As part of that, I've rebuilt the table again, this time marking alternate names as alts, so that preferred names can be prioritised.. Unfortunately I've done something wrong, and the alt
field didn't get filled correctly, but from what I can tell, it'll fix these two examples and a few others I've been able to come up with.
I'll loop back to this tomorrow, but if you want to Ian, you can run queries against the geoname_summary_20210106082158
table to test with. Adding ORDER BY alt ASC
to the start of the order by's seems to do the trick (Test failures such as Dona ana
are due to the alt flag failure I mentioned above)
I've struggled to test it with PHPUnit, as it keeps running out of memory and requires PHPUnit8 by looks (Not 6, 7, or 9 as I had installed)..
#6
@
4 years ago
Ah, yes, complexity abounds :) Thanks for digging into it!
Weighting the preferred name sounds like a good approach. I'll play around a bit with that too, and see if I can add some more tests around the various situations.

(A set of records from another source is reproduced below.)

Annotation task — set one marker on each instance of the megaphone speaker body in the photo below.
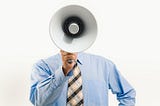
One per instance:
(73, 28)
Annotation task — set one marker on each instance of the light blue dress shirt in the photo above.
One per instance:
(49, 84)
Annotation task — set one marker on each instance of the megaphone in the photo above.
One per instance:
(73, 28)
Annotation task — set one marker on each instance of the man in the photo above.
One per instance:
(52, 78)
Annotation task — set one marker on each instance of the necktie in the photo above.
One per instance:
(75, 96)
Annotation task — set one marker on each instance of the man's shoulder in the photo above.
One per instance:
(95, 57)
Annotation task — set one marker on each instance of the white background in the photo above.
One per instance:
(128, 34)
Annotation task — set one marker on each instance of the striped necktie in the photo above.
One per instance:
(75, 96)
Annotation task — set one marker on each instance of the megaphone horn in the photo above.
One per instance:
(73, 28)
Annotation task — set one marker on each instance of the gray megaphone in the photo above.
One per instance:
(73, 28)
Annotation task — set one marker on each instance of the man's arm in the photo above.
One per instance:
(46, 86)
(119, 86)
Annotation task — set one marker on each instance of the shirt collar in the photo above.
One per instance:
(80, 58)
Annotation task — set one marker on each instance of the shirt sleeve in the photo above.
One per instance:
(45, 86)
(119, 86)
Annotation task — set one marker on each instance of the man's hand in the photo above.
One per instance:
(68, 60)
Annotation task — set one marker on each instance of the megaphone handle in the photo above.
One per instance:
(70, 61)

Although, this might be a reason to revisit the idea of switching to an external API to handle this kind of thing. I remember Josepha and I looked into Google's Geocoding API after the WP 4.8 release; I'll try to find the details of where that left off.
Another idea: Instead of the API trying and pick the perfect match, maybe it should just return all the likely ones, and Core could give the user a dropdown to pick the right one. Google's Places Autocomplete API is designed for that (h/t https://developers.google.com/maps/documentation/geocoding/best-practices).
---
I initially had problems getting PHPUnit working on my sandbox, but it's working well for me now, using v9.5. If you're running into the same problems I was, disabling xdebug should fix it. Check out the new readme file in the API root if you haven't already, it has some details.
#7
@
4 years ago
--process-isolation
can also help for PHPUnit, but I've only found it necessary when using the watch task.
#8
@
4 years ago
- Owner set to dd32
- Resolution set to fixed
- Status changed from new to closed
In 10554:
#10
follow-up:
↓ 11
@
4 years ago
Kudos for the fix :)
I found one problem with the new ranking, but fixed it in r10557.
What's the reason to import entries with population = 0
?
I opened a #core52249 for the idea about showing users multiple potential locations.
#11
in reply to:
↑ 10
@
4 years ago
Replying to iandunn:
What's the reason to import entries with
population = 0
?
Quite simply, the population figures aren't available for every location, they're available for most locations, but not all.
For reference, only 10% of the current non-alternate name records have a population of greater than 0.
Previous to #3728 it looks like it was in the range of 75% had a population count > 0.